2022 Blogmas Day 17 – Expected FIP

FIP is a cool, clever, and simple statistic to try and normalize how we work with ERA in a way that simply ignores defensive factors. However, we can ignore, or normalize for, at least one other factor to adjust the comparison.

Expected FIP (xFIP) is a simple tweak to FIP that further reduces noise in pitching statistics by using expected home run rates for the pitcher, rather than the actual number of home runs they gave up. Home run rates for a pitcher are unstable, much in the way that BABIP was for hitters, so looking at how many home runs they “should have” given up based on the number of fly balls hit regresses xFIP a bit more compared to FIP.

To compute it, we just replace the number of home runs with the number of fly balls hit (FB), multiplied by the league percentage of fly balls that are home runs (we’ll call it FBHR%).

\text{xFIP} = \frac{13\times(\text{FB}\times\text{FBHR}\%) + 3\times(\text{BB}+\text{HBP}) - 2\times \text{K}}{\text{IP}} +\text{FIP Const.}

This moves us from a measurement of actual performance — FIP is philosophically a predictor of ERA, but actually calculates something concrete — to something meant to predict and compare performance to an idea state.
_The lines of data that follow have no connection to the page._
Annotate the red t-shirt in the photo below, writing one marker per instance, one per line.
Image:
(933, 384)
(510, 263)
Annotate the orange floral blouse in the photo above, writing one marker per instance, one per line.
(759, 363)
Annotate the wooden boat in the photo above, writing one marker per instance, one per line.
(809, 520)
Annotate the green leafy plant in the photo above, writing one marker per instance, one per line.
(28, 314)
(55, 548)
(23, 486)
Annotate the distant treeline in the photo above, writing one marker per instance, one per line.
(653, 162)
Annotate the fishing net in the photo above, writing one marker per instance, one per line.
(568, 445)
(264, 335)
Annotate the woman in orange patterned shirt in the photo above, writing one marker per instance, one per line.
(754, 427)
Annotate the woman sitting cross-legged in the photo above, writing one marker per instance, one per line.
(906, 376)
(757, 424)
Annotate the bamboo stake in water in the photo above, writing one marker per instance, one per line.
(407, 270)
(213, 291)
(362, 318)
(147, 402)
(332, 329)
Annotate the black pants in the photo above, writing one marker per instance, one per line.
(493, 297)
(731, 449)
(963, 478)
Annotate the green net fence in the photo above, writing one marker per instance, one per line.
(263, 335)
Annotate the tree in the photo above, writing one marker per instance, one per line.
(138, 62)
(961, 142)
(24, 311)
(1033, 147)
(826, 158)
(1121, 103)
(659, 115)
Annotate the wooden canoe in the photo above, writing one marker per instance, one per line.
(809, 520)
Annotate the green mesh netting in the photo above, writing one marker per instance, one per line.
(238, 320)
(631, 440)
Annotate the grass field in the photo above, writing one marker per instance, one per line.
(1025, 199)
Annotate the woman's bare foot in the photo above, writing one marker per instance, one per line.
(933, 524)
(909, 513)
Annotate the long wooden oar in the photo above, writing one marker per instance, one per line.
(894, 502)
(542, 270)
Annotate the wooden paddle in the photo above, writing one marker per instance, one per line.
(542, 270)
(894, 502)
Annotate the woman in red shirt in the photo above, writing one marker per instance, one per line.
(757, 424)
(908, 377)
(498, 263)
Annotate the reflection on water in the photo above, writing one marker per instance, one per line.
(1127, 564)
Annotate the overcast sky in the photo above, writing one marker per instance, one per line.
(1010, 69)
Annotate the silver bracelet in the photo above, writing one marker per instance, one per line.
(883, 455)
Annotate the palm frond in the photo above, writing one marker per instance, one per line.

Home runs are dependent on weather and which stadiums the pitcher plays in; while we could come up with some weighting system or league-adjustment system that is more complicated, xFIP is just another rough approximation that tweaks FIP to be closer to what we’re ideally using it for.

xFIP is mainly implemented on FanGraphs, so I don’t have any pieces of trivia handy right now. Again, it will regress FIP towards the average, if just slightly, based on whether a pitcher happened to give up more or less home runs than expected.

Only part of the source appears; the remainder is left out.